Фирсов вызвался проводить ее домой; город спал; они двинулись пешком. И по мере того как приближались к месту, все сильнее тревожное возбужденье женщины сменялось подавленной оглядкой. Еле справляясь с собой, она то и дело утрачивала мысль и под конец пути совсем замолкла. Понимая душевное состоянье спутницы, Фирсов предложил ей побродить еще немножко перед сном по снежной целине, она благодарно согласилась, сославшись на якобы мучившую ее последний месяц бессонницу. Ночь была чудесна, пахла свежестью, как выстиранная и вымороженная до хрусткости… и тут Фирсов заметил, что Вьюга все время кружит вблизи своего переулка, так что каждую минуту с достаточного расстоянья виден был ветхий деревянный дом, где сокрывалось жилье Агея. Ни одного прохожего не попадалось им ни навстречу, ни вдали. И уж когда по минованию сроков пришла пора разойтись, Вьюга странным голосом попросила Фирсова подняться к ней, посидеть до утра.

— Все равно не засну теперь… а ты, говорят, занятный рассказчик! — объяснила она, и никогда больше Фирсов не слышал у ней этой надтреснутой, заискивающей нотки.

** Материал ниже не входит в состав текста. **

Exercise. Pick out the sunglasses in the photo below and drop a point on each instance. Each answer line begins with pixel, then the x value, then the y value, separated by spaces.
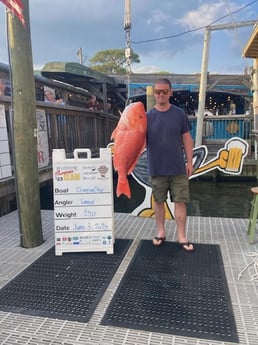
pixel 158 91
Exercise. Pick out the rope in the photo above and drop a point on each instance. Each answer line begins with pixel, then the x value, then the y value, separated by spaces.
pixel 254 262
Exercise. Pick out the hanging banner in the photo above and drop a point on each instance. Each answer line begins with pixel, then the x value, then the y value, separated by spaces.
pixel 5 160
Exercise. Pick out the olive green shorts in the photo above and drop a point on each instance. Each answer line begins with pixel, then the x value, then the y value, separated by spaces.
pixel 176 186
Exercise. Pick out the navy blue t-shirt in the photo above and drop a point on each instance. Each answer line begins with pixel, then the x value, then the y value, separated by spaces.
pixel 165 154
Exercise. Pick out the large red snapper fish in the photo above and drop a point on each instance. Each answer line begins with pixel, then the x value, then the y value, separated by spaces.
pixel 129 142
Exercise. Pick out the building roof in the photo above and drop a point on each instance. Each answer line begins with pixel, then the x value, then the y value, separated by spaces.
pixel 251 48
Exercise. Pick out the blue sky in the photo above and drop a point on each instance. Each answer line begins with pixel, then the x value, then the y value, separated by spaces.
pixel 60 27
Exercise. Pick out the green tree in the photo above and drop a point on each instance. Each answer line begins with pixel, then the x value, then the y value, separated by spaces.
pixel 112 61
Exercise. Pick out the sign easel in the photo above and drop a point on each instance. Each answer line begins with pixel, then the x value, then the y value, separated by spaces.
pixel 83 202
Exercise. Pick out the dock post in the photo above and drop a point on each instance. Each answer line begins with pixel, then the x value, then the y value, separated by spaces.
pixel 25 153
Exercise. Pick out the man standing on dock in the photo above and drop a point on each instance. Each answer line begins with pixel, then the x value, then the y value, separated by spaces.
pixel 169 142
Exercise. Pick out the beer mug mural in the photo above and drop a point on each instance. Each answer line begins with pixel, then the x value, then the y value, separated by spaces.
pixel 229 160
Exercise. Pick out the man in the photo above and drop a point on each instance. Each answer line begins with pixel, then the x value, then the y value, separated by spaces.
pixel 169 158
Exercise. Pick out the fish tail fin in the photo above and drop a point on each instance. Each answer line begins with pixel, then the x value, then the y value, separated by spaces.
pixel 123 188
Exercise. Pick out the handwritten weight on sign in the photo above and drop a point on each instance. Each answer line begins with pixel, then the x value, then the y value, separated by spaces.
pixel 83 202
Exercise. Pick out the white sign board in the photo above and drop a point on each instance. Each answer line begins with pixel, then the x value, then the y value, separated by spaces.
pixel 83 202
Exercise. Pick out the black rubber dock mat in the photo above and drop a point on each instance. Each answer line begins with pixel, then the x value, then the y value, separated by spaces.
pixel 168 290
pixel 65 287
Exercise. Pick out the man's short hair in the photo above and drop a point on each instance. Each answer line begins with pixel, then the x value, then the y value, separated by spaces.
pixel 163 81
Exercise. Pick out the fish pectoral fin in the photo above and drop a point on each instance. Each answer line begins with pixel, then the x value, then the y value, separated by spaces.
pixel 123 188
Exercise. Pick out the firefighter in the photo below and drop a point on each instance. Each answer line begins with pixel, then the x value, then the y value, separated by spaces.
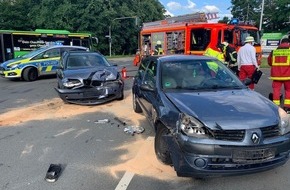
pixel 230 55
pixel 216 54
pixel 158 48
pixel 137 58
pixel 247 61
pixel 279 60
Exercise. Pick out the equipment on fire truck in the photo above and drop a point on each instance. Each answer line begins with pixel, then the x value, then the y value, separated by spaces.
pixel 192 34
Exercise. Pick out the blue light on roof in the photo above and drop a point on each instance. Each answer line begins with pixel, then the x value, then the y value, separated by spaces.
pixel 234 21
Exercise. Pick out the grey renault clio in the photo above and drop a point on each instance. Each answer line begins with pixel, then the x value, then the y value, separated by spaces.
pixel 207 122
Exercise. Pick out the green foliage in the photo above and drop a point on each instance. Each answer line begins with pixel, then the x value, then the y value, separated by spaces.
pixel 93 16
pixel 276 15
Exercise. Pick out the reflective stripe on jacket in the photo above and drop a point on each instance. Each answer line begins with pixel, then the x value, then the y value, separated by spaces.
pixel 279 60
pixel 213 53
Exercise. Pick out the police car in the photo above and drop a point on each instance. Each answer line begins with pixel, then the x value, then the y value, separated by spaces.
pixel 40 62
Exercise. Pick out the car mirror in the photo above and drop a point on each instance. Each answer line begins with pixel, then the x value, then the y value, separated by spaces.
pixel 59 67
pixel 147 87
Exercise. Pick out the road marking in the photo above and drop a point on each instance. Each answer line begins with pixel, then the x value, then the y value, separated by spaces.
pixel 125 181
pixel 64 132
pixel 127 177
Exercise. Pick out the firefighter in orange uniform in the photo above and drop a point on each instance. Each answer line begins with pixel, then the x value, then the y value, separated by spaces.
pixel 279 60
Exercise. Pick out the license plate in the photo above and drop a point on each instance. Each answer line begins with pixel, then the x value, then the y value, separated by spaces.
pixel 253 156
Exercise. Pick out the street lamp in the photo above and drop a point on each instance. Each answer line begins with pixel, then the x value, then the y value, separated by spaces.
pixel 110 30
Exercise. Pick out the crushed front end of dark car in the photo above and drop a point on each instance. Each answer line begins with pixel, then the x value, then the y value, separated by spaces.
pixel 87 78
pixel 207 122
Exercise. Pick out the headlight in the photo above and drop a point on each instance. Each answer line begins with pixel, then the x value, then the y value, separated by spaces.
pixel 191 126
pixel 284 122
pixel 14 65
pixel 70 83
pixel 110 77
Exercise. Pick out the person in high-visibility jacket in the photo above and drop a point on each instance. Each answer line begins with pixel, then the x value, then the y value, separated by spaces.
pixel 279 60
pixel 216 54
pixel 158 48
pixel 231 55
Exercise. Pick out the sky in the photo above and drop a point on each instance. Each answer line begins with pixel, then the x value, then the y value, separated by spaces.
pixel 181 7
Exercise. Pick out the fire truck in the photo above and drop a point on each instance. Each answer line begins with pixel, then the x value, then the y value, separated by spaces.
pixel 194 34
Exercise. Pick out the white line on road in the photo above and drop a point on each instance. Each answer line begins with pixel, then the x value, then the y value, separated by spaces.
pixel 126 179
pixel 124 182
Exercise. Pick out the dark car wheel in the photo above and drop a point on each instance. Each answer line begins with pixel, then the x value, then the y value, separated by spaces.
pixel 30 74
pixel 161 146
pixel 121 97
pixel 136 105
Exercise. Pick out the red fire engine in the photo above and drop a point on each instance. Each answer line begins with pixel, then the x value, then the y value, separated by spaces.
pixel 193 34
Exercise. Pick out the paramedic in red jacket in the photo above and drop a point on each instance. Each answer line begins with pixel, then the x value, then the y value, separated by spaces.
pixel 280 72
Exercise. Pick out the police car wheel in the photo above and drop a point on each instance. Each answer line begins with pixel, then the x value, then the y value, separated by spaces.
pixel 30 74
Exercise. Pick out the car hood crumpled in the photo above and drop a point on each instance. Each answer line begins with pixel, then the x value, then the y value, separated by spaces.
pixel 100 73
pixel 7 63
pixel 227 109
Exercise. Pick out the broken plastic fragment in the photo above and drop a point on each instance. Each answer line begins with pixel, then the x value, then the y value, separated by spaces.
pixel 133 129
pixel 53 172
pixel 119 120
pixel 102 121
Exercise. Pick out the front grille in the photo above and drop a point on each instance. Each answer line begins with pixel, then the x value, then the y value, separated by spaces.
pixel 271 131
pixel 92 83
pixel 228 135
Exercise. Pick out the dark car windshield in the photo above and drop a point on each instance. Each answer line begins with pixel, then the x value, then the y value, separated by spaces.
pixel 80 60
pixel 201 74
pixel 34 52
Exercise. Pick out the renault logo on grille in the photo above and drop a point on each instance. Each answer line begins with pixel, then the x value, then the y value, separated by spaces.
pixel 255 138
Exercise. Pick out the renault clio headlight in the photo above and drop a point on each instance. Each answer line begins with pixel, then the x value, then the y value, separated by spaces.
pixel 14 65
pixel 284 122
pixel 191 126
pixel 71 83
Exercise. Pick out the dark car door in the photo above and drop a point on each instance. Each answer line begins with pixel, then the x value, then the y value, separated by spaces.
pixel 148 97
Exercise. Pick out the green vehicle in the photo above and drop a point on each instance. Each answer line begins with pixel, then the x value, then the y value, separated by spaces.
pixel 15 43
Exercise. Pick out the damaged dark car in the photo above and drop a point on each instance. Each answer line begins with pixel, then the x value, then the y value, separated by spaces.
pixel 207 122
pixel 87 78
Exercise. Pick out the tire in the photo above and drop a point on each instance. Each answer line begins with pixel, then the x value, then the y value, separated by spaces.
pixel 136 105
pixel 161 147
pixel 30 74
pixel 121 96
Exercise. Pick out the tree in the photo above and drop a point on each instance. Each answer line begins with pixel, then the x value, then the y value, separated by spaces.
pixel 93 16
pixel 276 13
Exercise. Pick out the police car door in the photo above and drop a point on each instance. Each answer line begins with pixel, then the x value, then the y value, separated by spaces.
pixel 47 61
pixel 149 97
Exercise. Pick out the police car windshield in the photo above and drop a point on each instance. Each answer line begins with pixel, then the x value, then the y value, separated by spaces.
pixel 34 52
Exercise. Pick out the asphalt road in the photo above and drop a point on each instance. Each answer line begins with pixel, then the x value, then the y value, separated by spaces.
pixel 97 156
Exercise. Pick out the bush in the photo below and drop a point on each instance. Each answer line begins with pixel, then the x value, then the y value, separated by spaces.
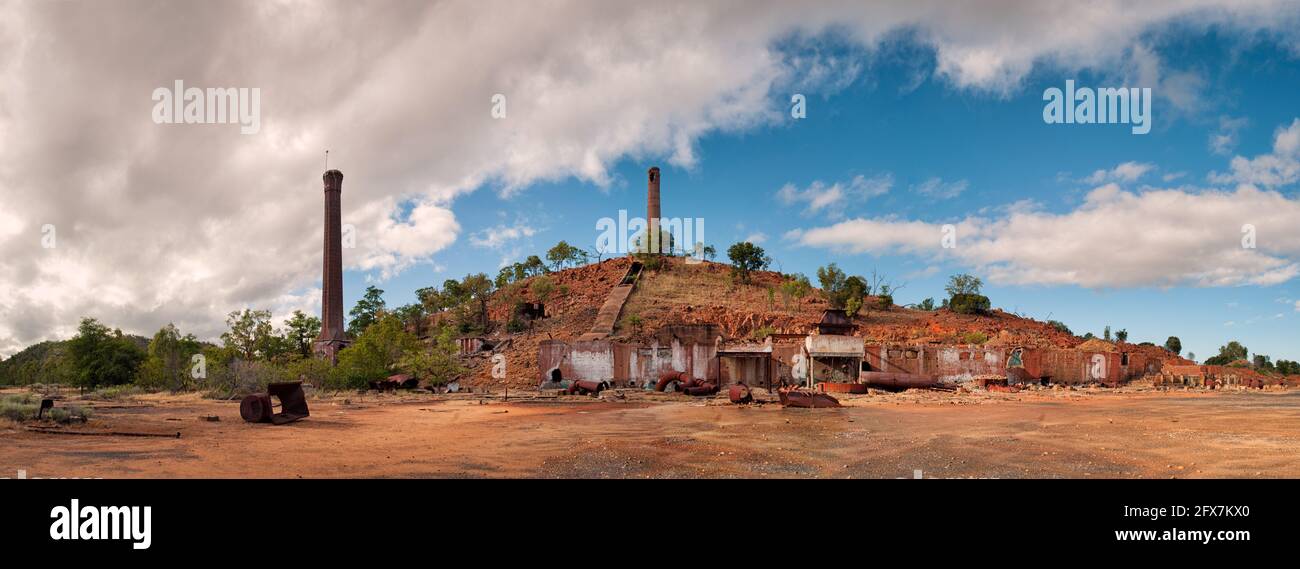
pixel 974 338
pixel 969 304
pixel 17 408
pixel 115 392
pixel 1060 326
pixel 70 413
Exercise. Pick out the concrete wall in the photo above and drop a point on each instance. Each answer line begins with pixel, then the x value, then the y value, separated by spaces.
pixel 684 348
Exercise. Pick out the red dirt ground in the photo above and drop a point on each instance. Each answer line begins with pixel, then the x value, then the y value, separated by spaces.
pixel 1038 434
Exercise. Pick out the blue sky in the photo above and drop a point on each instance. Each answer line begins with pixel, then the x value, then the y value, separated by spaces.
pixel 887 124
pixel 921 113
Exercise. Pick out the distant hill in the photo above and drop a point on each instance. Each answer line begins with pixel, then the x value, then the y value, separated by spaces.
pixel 703 292
pixel 44 363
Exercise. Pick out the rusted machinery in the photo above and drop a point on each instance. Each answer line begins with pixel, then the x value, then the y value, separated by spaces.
pixel 681 381
pixel 586 387
pixel 293 404
pixel 740 394
pixel 831 387
pixel 806 399
pixel 671 381
pixel 698 387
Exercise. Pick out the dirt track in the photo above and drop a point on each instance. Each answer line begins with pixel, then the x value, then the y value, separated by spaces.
pixel 986 435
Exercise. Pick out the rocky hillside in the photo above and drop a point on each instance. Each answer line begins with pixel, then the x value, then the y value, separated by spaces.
pixel 681 292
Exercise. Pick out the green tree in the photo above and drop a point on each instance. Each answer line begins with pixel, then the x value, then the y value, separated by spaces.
pixel 560 255
pixel 367 311
pixel 1233 351
pixel 963 285
pixel 1174 344
pixel 302 331
pixel 437 364
pixel 412 317
pixel 102 356
pixel 479 289
pixel 251 334
pixel 1060 326
pixel 709 252
pixel 1262 363
pixel 794 287
pixel 167 363
pixel 532 266
pixel 375 354
pixel 746 257
pixel 541 287
pixel 832 283
pixel 505 276
pixel 854 289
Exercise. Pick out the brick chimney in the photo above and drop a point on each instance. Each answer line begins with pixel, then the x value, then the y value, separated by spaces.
pixel 332 338
pixel 653 233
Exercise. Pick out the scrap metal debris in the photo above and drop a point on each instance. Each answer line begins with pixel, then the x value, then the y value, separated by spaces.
pixel 586 387
pixel 293 404
pixel 806 399
pixel 740 394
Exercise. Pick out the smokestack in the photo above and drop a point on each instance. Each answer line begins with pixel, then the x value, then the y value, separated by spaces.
pixel 653 234
pixel 333 338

По лестнице они поднимались в молчании скорее совместно приговоренных, чем сообщников. Вьюга долго шумела ключом к замочной скважине, прислушиваясь к чему-то. Зверский холод, показалось им, стоял в опустелой квартире, лучше было не раздеваться. Они вошли и, как были, в одежде, присели по углам стола. По просьбе Вьюги Фирсов стал рассказывать главу, над которой тогда работал: бегство своего двойника-сочинителя с подпольной красавицей из одного шалмана на Благуше — ровно за четверть часа до того, как застрелили ее мужа, знаменитого в повести злодея. Несколько позже Фирсов поймал себя на том, что рассказывает шепотом, но вряд ли Вьюга расслышала хоть слово, потому что тоже провела это время в ожидании грубого стука в дверь… Она еще трепетала, что неубитый Агей ворвется к ней с кулаками… Когда же стало светать, она, чуть повеселевшая, — с синими глазницами, но спокойная, как прежде, — сварила кофе, который, впрочем, в обеих чашках так и остался нетронутым. Все еще не хватало ей какой-то сытной уверенности в наступившей свободе, и как только Фирсов предложил ей наведаться за новостями в один, неподалеку, дом-ковчег на Благуше, та согласилась без рассуждений, хотя в других обстоятельствах не пошла бы туда из одного презрения к своей будущей сопернице. Сочинитель рассчитывал, что известный розыскным органам Манюкин, всего лишь безобидный развлекатель среди обитателей московского дна, благополучно вывернется из облавы. И вдруг по небрежному, вскользь заданному вопросу Фирсов открыл для себя, что Вьюге ужасно захотелось почему-то поближе взглянуть на Балуеву…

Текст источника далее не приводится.